2. If you want to move to democracy, all our energy should not be exhausted on [removing] the old regime. Building democracy requires a longer time frame. The first step is the Constitution. The changes to the Constitution [should take place] in September, after the elections. The change of the Constitution should take place. All of us should engage in discussion. What do we want the new identity of Egypt to be? People from the military cannot just write the Constitution. People need to engage, and the [Constitution] has to represent us. We have to believe in it and [have ownership].

3. Parliamentary elections [something about fundraising, something about legal framework]. Get to know the people. Some want liberty, others want social equality. Everyone who comes up with a party program has to be responsible for it. Each Egyptian has three roles. (1) Go for the election (2) Monitor the election (3) Be a source of news for what you see. The coming elections will not be perfect. After parliamentary elections come the presidential election.

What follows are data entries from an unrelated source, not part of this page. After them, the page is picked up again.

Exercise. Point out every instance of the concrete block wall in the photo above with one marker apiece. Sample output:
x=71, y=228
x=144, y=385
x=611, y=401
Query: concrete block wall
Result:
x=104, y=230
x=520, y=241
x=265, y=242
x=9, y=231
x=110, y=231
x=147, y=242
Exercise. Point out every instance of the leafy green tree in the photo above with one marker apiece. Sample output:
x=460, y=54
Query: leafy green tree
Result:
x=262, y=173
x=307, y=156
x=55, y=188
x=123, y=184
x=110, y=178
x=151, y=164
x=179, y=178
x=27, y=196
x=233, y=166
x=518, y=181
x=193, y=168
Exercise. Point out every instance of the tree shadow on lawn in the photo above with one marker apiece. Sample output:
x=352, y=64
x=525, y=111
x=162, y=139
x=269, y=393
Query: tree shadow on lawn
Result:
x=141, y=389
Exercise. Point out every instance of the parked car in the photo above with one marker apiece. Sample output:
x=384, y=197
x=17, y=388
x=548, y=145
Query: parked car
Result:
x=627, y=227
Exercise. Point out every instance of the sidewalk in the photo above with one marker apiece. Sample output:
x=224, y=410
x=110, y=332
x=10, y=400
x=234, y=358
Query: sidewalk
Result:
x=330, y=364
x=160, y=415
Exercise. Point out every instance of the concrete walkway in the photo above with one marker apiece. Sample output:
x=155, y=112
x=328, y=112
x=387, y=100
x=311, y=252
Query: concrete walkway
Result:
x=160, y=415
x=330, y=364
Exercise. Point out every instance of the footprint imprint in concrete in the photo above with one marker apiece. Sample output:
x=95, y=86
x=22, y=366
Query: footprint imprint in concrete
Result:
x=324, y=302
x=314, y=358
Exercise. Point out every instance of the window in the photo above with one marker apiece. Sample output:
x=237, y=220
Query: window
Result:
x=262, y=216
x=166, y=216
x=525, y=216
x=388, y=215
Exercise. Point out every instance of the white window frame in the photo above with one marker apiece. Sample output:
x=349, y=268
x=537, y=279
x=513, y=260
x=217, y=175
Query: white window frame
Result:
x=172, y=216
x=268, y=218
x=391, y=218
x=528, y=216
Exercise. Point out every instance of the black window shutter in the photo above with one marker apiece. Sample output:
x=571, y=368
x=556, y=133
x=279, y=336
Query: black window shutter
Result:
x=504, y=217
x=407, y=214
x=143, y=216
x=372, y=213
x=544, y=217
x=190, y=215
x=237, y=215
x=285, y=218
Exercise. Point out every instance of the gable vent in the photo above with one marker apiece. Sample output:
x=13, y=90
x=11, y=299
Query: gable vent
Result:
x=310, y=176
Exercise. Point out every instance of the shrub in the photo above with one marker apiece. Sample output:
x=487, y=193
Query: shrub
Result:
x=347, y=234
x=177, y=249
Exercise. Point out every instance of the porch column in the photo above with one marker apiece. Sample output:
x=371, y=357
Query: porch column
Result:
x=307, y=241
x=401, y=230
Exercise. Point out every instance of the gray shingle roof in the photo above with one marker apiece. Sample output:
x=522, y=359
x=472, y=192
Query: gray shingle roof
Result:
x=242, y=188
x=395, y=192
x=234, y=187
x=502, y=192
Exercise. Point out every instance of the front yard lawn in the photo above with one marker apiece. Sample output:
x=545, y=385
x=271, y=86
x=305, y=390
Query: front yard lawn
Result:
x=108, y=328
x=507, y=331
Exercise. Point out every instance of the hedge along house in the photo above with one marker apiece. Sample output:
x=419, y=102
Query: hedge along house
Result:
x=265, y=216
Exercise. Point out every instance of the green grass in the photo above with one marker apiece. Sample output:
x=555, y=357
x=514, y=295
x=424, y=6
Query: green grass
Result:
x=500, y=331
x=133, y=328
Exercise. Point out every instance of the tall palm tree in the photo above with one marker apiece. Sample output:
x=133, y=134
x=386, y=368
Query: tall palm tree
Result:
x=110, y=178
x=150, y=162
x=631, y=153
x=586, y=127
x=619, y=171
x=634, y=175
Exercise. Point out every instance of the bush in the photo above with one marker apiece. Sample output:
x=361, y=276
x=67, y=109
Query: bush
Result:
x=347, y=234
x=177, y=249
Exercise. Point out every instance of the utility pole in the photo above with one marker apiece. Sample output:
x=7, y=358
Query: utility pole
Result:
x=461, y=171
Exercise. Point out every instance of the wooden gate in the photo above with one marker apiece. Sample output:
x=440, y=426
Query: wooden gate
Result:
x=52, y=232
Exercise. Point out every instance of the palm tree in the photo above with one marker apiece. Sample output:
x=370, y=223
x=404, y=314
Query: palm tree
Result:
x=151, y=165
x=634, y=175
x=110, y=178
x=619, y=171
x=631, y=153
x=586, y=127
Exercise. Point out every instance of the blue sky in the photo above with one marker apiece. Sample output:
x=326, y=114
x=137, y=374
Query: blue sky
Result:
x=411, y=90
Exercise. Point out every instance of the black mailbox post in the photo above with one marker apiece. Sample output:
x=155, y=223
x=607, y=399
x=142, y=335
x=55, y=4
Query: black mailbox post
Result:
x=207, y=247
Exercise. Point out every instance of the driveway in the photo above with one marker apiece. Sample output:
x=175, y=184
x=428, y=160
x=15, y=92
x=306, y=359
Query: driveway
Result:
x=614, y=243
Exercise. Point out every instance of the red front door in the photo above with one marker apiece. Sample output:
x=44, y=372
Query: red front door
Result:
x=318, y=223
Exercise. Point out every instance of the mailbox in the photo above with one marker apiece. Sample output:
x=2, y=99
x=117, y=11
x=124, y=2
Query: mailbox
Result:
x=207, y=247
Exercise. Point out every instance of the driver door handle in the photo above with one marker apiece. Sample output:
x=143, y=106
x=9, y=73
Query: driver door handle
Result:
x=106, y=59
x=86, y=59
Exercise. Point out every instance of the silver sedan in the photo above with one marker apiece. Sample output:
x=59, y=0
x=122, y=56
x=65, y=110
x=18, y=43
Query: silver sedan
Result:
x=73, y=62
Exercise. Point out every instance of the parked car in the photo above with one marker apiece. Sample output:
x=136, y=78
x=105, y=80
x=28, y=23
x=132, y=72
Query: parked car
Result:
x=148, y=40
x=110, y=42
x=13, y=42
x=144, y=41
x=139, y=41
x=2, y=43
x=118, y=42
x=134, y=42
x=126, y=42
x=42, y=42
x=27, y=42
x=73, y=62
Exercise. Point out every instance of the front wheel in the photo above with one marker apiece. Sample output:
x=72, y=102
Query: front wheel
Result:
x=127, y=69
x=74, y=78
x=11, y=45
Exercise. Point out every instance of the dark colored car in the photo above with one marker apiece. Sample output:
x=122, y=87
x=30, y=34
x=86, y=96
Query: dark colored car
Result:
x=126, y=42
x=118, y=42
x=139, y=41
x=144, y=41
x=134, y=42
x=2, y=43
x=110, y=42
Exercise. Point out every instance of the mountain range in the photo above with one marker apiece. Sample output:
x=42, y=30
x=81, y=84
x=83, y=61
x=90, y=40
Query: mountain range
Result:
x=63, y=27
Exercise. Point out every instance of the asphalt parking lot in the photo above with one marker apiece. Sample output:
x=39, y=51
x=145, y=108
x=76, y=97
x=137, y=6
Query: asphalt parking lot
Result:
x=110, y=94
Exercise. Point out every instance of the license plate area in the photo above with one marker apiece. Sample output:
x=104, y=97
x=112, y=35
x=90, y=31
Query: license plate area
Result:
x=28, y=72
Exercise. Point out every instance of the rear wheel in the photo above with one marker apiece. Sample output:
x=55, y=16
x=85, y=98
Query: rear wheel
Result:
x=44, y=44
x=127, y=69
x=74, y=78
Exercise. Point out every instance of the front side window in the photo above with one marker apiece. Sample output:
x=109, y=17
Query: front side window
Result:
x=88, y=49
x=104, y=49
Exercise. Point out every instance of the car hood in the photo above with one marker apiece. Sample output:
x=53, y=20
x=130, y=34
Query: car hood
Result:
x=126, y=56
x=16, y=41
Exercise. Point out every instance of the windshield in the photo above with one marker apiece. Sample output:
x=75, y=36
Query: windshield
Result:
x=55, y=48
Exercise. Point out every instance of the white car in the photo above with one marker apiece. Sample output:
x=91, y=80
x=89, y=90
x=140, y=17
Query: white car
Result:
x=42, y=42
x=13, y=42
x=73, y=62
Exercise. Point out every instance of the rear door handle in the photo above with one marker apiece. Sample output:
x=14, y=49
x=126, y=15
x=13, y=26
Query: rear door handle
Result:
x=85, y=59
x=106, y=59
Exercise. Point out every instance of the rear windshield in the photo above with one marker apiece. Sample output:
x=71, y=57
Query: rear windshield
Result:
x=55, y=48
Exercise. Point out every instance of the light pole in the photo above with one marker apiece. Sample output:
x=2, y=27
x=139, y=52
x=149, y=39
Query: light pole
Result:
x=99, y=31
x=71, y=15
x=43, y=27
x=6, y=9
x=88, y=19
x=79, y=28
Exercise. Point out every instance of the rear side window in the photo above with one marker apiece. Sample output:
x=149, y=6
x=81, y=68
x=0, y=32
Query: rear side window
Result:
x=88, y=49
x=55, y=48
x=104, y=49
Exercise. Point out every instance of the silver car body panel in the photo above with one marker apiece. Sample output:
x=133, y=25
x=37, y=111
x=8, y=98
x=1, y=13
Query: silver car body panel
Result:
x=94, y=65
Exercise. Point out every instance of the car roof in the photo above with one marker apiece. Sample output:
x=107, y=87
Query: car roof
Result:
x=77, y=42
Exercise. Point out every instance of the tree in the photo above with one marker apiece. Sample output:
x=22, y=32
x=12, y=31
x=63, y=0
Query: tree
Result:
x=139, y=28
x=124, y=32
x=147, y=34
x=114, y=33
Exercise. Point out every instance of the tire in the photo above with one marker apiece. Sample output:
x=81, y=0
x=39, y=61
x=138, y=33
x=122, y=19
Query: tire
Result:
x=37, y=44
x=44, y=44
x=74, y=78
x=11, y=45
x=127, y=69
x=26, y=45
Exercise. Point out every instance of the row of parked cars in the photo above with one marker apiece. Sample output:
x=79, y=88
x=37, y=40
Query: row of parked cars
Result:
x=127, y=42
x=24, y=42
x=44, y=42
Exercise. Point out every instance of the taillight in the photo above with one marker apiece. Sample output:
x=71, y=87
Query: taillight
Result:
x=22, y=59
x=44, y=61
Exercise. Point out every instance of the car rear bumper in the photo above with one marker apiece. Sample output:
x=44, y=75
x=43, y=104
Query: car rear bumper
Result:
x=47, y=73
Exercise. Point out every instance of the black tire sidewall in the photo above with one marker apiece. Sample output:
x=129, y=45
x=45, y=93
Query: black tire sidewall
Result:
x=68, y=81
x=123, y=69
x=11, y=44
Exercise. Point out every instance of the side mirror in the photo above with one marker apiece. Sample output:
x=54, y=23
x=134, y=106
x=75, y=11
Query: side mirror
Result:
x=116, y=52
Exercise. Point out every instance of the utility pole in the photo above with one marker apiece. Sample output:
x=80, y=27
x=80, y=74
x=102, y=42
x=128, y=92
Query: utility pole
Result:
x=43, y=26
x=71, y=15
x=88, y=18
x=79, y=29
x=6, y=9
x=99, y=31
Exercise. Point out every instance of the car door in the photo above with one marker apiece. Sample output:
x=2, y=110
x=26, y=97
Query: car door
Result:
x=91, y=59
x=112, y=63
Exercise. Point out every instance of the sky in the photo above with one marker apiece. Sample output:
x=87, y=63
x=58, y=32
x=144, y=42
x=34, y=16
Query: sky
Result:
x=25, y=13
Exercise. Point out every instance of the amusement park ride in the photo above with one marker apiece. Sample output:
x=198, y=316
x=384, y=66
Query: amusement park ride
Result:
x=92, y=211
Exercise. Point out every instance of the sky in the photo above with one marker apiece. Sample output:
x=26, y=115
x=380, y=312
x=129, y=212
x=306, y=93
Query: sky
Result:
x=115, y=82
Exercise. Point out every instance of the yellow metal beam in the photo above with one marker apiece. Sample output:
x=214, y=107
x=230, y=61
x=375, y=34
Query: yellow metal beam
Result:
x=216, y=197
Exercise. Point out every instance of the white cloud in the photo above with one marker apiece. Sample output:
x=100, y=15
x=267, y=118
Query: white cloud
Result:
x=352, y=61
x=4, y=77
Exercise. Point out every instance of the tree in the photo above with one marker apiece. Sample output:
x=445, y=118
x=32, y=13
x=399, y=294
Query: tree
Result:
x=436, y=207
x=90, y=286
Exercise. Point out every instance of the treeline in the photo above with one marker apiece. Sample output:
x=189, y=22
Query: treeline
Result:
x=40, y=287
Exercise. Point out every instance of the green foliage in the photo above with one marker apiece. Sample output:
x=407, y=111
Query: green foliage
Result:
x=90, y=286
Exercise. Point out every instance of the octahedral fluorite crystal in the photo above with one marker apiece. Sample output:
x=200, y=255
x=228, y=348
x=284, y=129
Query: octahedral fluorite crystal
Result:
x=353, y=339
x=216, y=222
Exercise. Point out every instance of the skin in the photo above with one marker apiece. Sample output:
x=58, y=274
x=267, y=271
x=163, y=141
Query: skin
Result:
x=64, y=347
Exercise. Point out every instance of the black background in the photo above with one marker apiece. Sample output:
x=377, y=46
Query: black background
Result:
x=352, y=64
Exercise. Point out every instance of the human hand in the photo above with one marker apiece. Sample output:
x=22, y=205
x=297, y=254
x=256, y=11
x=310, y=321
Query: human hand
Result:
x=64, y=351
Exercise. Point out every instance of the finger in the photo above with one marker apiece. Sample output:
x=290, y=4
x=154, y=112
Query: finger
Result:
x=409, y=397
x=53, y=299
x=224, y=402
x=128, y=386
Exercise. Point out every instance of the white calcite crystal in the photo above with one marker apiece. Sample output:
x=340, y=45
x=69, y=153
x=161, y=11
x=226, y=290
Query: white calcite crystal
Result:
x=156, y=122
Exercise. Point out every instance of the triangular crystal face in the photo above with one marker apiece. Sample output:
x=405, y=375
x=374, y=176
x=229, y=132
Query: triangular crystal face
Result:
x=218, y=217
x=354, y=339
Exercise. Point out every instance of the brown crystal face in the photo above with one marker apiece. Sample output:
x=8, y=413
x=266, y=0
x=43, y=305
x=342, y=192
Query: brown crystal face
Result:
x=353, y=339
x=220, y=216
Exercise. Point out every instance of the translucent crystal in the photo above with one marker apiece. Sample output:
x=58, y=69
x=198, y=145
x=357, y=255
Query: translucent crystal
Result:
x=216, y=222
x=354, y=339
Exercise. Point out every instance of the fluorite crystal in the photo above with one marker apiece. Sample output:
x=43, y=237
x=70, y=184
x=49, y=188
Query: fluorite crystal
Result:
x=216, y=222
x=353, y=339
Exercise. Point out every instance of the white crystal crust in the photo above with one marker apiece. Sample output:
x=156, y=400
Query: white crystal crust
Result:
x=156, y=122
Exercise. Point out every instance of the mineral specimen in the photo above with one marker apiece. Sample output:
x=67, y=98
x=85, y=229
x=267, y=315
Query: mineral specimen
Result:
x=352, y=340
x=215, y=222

We have to think about what we want. Do not think about [which candidate] you like, but about your demands.

4. Think about the hierarchy of responsibility in Egypt. We come from an autocratic system. Do you want the old way, where one person [Mubarak] is in changre of everything, or someone who gives responsibilities to others in the country. Or do you want a president who is judged and held accountable for everything? After the presidential election, there will be a calming down. Think about the hierarchy of responsibility. Think about the organization of Egypt. What about local governance? Egypt has been centralized. The budget has been centralized. Governorates need their own budgets and their own plan."

"You have to be passionate as Egyptians. Democracy needs patience. You have to have patience and accept the other side."


  1. this is a very hopeful speech,i really get interested and i learn Hierarchy of responsibilities(go to elections,monitor it and sweep political info among your people)

  2. Hi variable. Thanks for your kind post.

  3. Democracy requires increasing the level of the individual culture, especially after overthrow the former regime. After the revolution, the Egyptians suddenly face new challenges such as electing the new parliament or the new president; however, they lack of enough awareness to determine who can achieve their needs. Hence, Dr. Hamzawy said that we are in a new democratic age, and we have to know how to deal with democracy by increasing our awareness. I really think that most of the Egyptians have to be more politically cultured by reading more about the candidates or watching the talk shows to make sure that the elected president will use his power for good.